Small, Broke, and Kind of Dirty is an effortless read and feels like a relaxed conversation with a good friend. At the same time, the book doesn’t shy away from political subjects. Shafi dedicates an entire section to activism that she has personal stake in, like rallying against white supremacy when Doug Ford became Ontario’s premier, and volunteering with Ryerson University’s Reproductive Justice Collective.

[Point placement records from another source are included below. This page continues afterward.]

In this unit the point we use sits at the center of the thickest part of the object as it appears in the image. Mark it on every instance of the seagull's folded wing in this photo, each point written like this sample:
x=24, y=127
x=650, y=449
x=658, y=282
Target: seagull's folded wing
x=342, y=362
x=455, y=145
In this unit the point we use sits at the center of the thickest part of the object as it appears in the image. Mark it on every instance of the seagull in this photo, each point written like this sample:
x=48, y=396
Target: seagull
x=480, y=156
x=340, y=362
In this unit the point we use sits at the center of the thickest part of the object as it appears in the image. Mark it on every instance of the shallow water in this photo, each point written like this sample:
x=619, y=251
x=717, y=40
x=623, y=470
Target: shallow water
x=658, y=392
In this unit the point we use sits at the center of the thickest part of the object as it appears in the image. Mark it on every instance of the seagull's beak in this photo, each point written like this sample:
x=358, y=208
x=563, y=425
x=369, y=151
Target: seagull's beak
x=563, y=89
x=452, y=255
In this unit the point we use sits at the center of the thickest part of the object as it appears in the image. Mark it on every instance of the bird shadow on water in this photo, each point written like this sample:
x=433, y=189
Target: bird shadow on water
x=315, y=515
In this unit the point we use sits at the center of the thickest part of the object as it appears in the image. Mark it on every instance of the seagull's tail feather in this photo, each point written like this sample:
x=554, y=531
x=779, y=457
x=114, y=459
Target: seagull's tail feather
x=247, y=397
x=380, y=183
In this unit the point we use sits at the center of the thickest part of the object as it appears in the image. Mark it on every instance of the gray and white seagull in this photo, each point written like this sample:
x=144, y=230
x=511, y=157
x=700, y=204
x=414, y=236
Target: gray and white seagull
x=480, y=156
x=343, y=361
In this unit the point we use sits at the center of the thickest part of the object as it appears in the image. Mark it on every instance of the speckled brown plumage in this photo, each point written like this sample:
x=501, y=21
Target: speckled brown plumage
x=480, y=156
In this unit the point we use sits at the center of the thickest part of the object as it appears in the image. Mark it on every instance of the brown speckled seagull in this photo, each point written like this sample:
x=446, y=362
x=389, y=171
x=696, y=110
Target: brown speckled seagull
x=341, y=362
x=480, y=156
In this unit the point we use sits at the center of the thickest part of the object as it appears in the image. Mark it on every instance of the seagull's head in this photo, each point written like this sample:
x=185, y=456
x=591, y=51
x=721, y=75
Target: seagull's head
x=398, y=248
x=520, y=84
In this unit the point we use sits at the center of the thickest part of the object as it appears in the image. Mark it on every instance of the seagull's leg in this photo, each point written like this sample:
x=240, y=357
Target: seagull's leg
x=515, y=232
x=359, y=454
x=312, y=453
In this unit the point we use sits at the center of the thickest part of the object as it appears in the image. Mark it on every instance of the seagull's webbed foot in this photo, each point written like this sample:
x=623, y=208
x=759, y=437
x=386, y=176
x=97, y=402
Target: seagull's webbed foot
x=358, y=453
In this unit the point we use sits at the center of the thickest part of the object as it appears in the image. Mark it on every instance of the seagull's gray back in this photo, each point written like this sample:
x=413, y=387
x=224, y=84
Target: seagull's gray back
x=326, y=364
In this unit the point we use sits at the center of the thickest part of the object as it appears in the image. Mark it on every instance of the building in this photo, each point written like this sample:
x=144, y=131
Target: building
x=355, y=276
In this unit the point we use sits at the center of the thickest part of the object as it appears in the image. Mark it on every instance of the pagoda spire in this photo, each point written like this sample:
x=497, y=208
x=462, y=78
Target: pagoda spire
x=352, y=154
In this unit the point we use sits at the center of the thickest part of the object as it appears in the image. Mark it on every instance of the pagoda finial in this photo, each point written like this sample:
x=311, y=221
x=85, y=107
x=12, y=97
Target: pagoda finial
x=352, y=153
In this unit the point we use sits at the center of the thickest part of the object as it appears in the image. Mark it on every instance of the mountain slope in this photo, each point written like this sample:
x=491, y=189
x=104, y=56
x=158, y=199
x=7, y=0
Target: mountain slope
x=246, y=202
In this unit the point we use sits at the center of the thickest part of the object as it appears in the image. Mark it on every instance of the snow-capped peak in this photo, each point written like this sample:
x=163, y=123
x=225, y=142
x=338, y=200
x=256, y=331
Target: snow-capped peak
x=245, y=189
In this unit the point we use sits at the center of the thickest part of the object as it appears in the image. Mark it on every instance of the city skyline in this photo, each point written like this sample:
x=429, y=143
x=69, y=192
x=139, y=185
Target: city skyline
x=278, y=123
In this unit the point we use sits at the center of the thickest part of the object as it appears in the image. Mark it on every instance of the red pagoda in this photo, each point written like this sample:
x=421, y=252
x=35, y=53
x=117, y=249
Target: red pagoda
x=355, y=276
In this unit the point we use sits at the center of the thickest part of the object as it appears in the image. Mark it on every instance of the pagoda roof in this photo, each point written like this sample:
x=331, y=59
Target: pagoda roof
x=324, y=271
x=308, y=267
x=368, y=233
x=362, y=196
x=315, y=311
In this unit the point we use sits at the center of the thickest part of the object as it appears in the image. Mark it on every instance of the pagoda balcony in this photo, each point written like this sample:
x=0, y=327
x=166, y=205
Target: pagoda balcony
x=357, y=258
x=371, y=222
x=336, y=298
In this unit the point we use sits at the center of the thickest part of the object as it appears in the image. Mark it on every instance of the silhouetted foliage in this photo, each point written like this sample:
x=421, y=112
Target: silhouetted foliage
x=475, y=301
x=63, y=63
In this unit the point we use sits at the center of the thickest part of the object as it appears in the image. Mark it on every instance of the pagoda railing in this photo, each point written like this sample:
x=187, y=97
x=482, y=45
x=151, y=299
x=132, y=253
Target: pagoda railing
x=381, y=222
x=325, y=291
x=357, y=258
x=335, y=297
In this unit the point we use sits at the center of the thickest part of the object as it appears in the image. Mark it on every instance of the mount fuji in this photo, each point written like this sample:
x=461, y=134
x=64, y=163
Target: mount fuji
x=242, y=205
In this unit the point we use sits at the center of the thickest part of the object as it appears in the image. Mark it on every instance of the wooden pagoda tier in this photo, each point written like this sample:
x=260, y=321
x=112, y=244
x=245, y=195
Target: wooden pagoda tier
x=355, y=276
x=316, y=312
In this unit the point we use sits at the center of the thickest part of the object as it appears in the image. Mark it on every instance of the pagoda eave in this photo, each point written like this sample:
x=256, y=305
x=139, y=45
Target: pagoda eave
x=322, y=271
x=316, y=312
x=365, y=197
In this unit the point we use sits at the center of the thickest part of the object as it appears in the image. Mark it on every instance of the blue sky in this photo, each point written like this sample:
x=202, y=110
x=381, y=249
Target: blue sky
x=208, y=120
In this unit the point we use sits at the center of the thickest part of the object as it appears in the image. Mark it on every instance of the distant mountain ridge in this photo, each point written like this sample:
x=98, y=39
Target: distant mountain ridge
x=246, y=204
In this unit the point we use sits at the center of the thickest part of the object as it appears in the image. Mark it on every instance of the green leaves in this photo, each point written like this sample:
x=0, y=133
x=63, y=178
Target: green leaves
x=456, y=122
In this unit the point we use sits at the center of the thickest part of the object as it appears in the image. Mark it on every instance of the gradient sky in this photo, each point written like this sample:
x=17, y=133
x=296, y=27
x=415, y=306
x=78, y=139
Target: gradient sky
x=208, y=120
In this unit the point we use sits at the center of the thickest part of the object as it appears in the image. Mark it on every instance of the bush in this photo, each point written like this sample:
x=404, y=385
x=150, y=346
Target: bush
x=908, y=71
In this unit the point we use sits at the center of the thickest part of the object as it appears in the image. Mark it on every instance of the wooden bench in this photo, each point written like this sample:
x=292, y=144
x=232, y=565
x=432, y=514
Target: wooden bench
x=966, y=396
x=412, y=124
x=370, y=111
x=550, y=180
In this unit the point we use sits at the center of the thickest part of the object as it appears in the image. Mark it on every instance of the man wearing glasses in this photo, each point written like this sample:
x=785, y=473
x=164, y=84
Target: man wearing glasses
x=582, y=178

“Art is inherently political. If you feel you’re making apolitical art, I think that’s very indicative of [your] privilege,” Shafi says. She views her messages of kindness and self-love as radical in a culture that uses money and productivity as indicators of a person’s worth. As a Muslim woman who immigrated to Canada as a child, she also creates art with marginalized identities in mind, including people of colour and the LGBTQ2 community. Her debut book, the 2018 poetry collection It Begins with the Body, is praised for its raw and funny account of her growth as a brown girl.
Cute animals are another theme in Shafi’s work, and while they may not be the first images you’d associate with social revolution, there’s something liberating about Shafi calling herself a “marsupial queen” in her section on self-love. In fact, the book’s title is inspired by an affirmation featuring an opossum decked out in a crown of yellow marigolds. “They’re one of my favourite animals,” she says. “But people have such weird feelings about them. The affirmation attached to it is this little opossum saying, ‘I am so proud of myself.’ And I thought it was adorable and kind of grimy at the same time.”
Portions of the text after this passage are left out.